На следующий день я позвонил следователю и задал ему вопросы, которые накануне возникли у Солина. Возможность принятия гражданства и смены фамилии Шломо не то чтобы исключил, просто всё это уже было проверено. Что касается парома... «Там такой балаган, — сказал Шломо, — может, и уплыл. Хотя у него ведь не было визы, ни кипрской, ни греческой, никакой. Может, так и плавает, туда, сюда, и никуда не пристаёт? Ну ладно, шучу. Если хочешь, я позвоню в порт, только ты сам будешь искать его в списках, ладно?» «Ладно», — сказал я. «Тут вот ещё что, — сказал Шломо, — я звонил в Иерусалим. По телефону, который был в твоей распечатке. Там у Стаса оказались друзья, с которыми неплохо бы тебе поговорить. Стас с ними познакомился уже здесь. Я примерно представляю себе эту публику. У меня почему-то такое чувство, что они что-то знают. Может быть, то, что они знают, и не имеет к твоему брату прямого отношения, но всё же... В общем, я бы пошарил в этом тумане, если бы у меня время было». Он продиктовал мне телефон, я позвонил, мне ответил мужской голос. Я попросил говорить по-английски. Мне сказали, что меня могут принять только через три дня, я их чудом застал дома, они прямо сейчас уезжают с палатками на Кинерет.
Я поехал в Хайфу, посетил порт, выслушал от служащих заверения в том, что того, чего не может быть, не может быть никогда. Всё же я уговорил их сделать ещё несколько запросов базы данных. Результат легко было предугадать. После этого я заехал к своим старым друзьям, проживавшим как раз в Хайфе, по правде говоря, это уже было вне всякой связи с моими поисками.
Тем более странно было узнать, что Стасик у них побывал. К тому же он забыл у них свою тетрадь! Страницы были испещрены знакомыми мне каракулями... Как это было и раньше, тут и там появлялась чайка, или женский лобок, их никогда нельзя было отличить в его тетрадях...
«...глотнув в Бен-Гурионе кипячёного воздуха, я почувствовал, что болото, в котором я зимой утонул, осушили, по привычке я ещё то и дело покашливал, каждый раз ожидая, что рот заполнит зелёный сгусток, и придётся его везти до следующей остановки, и можно будет выплюнуть только при выходе из метро, но ничего этого не было, при том, что город, окружавший меня, был плотным, я и сам не вызывал у себя сомнений, хотя только что, перед посадкой, мне показалось, что самолёт пройдёт сквозь эту землю, как перед этим сквозь слой облаков, а в феврале врач районной поликлиники, посмотрев флюорограмму, отправил меня в тубдиспансер, мне там сделали повторный снимок, и тамошний врач диагноз опроверг, а когда я спросил, что было на прошлом снимке, он сказал: „Ничего.
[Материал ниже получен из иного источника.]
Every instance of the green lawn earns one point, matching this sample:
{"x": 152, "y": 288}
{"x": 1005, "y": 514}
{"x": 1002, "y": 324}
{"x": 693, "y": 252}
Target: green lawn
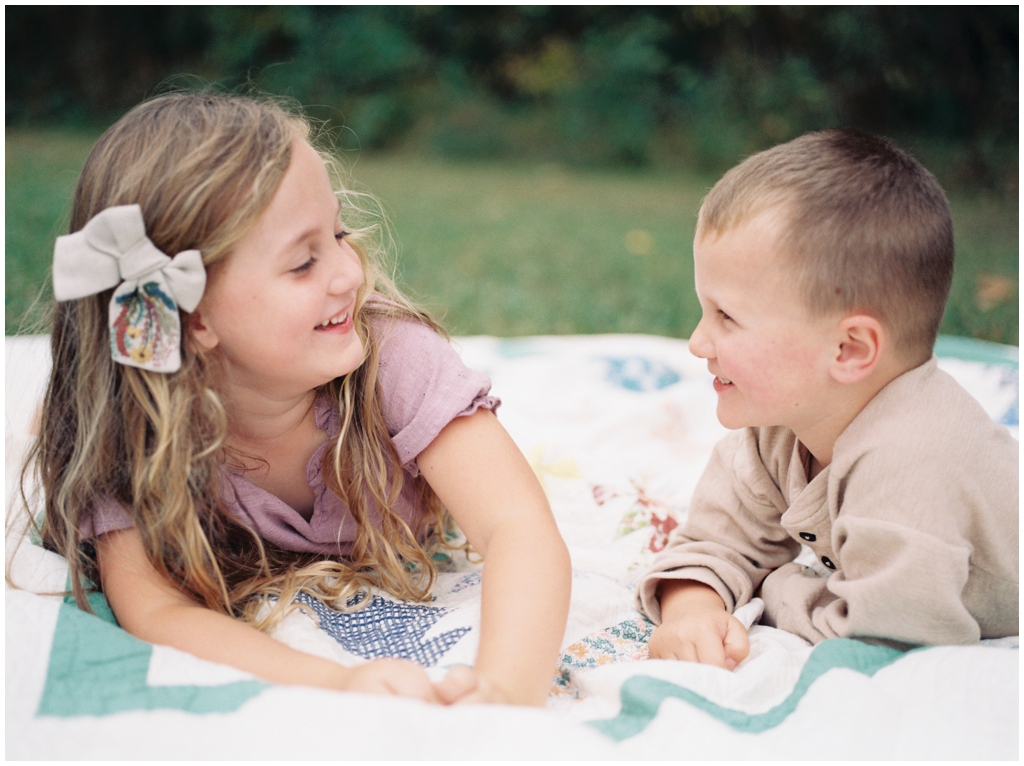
{"x": 507, "y": 249}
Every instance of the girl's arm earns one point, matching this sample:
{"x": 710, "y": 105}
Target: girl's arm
{"x": 483, "y": 479}
{"x": 152, "y": 608}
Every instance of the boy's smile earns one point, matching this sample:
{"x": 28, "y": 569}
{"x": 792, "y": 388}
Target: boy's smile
{"x": 768, "y": 354}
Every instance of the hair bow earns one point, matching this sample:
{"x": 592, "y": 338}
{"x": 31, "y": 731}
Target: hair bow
{"x": 113, "y": 248}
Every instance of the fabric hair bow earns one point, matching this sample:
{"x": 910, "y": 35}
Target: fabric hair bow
{"x": 113, "y": 248}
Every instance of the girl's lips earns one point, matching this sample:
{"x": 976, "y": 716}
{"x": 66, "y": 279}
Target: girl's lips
{"x": 337, "y": 325}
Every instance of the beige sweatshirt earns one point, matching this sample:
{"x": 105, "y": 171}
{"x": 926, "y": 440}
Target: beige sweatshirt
{"x": 915, "y": 522}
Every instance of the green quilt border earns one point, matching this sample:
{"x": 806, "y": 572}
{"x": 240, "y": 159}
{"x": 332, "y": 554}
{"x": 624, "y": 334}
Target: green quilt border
{"x": 97, "y": 669}
{"x": 642, "y": 695}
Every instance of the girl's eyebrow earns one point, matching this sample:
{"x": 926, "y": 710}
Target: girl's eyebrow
{"x": 300, "y": 238}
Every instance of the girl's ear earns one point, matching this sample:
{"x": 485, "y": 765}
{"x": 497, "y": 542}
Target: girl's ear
{"x": 861, "y": 344}
{"x": 200, "y": 332}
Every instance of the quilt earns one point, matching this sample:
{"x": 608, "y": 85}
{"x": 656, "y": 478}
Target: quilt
{"x": 617, "y": 429}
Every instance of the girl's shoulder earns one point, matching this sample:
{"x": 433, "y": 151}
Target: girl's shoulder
{"x": 424, "y": 383}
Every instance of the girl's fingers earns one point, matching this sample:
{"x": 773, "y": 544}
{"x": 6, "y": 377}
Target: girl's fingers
{"x": 457, "y": 685}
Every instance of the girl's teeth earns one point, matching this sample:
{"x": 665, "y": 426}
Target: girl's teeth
{"x": 335, "y": 321}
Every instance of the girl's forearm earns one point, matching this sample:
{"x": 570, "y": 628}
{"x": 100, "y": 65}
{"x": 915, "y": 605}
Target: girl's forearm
{"x": 526, "y": 584}
{"x": 222, "y": 639}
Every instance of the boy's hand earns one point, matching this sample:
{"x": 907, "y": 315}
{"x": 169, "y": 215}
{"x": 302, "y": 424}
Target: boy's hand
{"x": 395, "y": 677}
{"x": 464, "y": 685}
{"x": 696, "y": 628}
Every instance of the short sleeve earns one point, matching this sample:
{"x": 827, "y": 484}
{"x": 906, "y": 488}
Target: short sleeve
{"x": 107, "y": 515}
{"x": 424, "y": 386}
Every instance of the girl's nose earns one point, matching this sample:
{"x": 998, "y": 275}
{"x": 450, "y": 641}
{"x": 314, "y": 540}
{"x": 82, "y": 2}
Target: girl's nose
{"x": 347, "y": 274}
{"x": 700, "y": 344}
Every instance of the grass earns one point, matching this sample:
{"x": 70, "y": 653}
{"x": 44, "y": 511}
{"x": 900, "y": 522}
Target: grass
{"x": 508, "y": 249}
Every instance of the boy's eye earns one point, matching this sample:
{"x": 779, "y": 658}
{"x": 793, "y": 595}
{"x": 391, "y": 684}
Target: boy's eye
{"x": 304, "y": 267}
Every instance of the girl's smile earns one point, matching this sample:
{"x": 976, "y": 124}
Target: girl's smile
{"x": 280, "y": 310}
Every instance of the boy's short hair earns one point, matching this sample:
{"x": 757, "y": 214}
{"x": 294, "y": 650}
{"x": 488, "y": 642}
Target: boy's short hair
{"x": 868, "y": 228}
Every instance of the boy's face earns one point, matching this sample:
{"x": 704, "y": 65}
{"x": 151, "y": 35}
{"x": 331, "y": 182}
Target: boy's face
{"x": 770, "y": 356}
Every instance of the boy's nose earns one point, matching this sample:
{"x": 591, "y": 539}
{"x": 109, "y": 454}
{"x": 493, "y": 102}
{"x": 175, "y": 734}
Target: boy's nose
{"x": 700, "y": 344}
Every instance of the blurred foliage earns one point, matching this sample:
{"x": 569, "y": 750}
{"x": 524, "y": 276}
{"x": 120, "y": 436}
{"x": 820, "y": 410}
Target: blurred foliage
{"x": 698, "y": 86}
{"x": 504, "y": 248}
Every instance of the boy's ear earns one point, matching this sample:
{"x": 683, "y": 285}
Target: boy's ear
{"x": 200, "y": 332}
{"x": 861, "y": 341}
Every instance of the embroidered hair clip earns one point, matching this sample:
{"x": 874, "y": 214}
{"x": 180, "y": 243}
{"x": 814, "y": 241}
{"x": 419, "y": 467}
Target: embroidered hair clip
{"x": 113, "y": 248}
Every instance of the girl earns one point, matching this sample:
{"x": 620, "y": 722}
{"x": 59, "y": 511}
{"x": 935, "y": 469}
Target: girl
{"x": 264, "y": 414}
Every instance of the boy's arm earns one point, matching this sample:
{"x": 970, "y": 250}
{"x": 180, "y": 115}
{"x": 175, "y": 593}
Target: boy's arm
{"x": 483, "y": 479}
{"x": 696, "y": 627}
{"x": 733, "y": 537}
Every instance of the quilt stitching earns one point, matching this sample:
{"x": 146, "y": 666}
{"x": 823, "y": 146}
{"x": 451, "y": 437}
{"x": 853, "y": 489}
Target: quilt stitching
{"x": 387, "y": 629}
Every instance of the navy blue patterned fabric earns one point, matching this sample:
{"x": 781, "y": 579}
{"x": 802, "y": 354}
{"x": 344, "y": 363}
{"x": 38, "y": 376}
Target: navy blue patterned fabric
{"x": 387, "y": 629}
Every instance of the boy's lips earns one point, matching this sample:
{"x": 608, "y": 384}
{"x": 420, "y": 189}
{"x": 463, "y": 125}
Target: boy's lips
{"x": 721, "y": 382}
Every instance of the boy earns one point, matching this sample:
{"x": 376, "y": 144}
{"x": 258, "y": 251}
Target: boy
{"x": 822, "y": 267}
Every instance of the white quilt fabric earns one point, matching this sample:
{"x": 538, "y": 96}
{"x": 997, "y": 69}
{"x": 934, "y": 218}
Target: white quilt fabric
{"x": 619, "y": 429}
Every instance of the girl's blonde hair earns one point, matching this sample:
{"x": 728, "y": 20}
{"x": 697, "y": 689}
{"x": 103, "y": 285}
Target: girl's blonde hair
{"x": 204, "y": 167}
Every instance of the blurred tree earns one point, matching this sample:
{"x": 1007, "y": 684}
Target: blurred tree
{"x": 588, "y": 84}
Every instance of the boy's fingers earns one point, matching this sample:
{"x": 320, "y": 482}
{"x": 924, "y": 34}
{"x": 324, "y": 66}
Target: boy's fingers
{"x": 710, "y": 650}
{"x": 737, "y": 643}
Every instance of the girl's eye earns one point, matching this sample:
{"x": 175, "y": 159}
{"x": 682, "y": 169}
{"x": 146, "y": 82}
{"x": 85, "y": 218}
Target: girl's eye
{"x": 304, "y": 267}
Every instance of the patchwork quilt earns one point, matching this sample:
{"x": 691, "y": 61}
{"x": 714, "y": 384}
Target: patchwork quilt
{"x": 619, "y": 429}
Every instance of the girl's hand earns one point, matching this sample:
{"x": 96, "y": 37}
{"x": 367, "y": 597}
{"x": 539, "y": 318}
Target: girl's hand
{"x": 395, "y": 677}
{"x": 489, "y": 488}
{"x": 463, "y": 685}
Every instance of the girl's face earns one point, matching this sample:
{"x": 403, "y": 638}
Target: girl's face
{"x": 280, "y": 308}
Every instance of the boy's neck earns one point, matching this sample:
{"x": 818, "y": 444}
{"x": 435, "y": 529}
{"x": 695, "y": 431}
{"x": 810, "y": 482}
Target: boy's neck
{"x": 843, "y": 406}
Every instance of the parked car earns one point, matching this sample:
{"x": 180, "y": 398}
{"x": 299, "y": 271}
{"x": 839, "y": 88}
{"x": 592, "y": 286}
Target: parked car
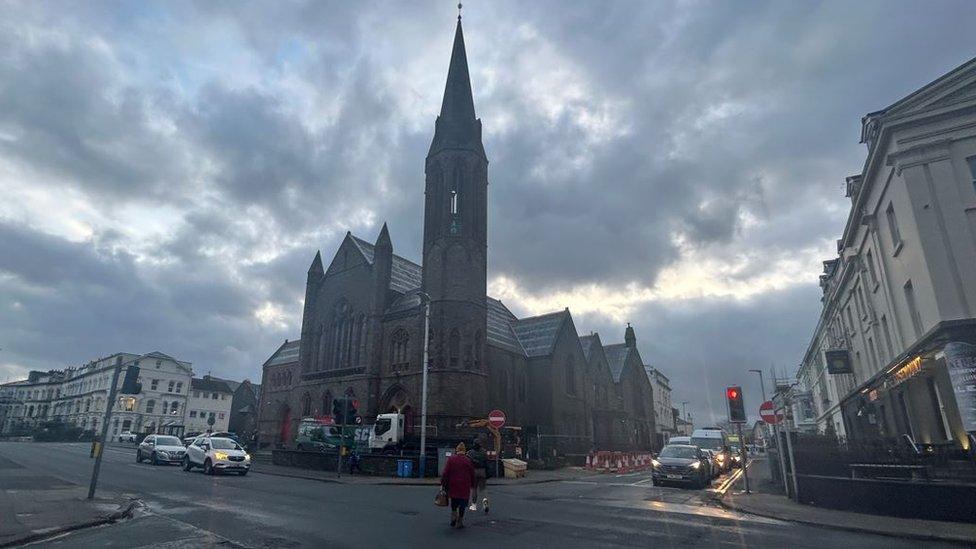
{"x": 216, "y": 454}
{"x": 711, "y": 438}
{"x": 681, "y": 463}
{"x": 190, "y": 437}
{"x": 714, "y": 465}
{"x": 160, "y": 449}
{"x": 225, "y": 434}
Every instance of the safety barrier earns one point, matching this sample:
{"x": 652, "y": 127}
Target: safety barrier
{"x": 618, "y": 462}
Просто наложение теней“, и я повторял эти слова вслух по дороге домой, отбрасывая сразу две или три тени, которые удлинялись, потом укорачивались, исчезали, и снова росли, от фонаря к фонарю, будто передавались по проводам, а я был наложением, шёл по проволоке, как телеграмма, как дама, адама анаграмма, наложенным платежом, а потом этот чай со зверобоем, чёрный старик в Тель-Авиве, который сказал, что это строят не метро, а тоннель для тех, кто лёг в чужую землю, когда придёт Мошиах, им придётся катиться под землёй, ещё до этого тётя, похожая на солнечный зайчик...»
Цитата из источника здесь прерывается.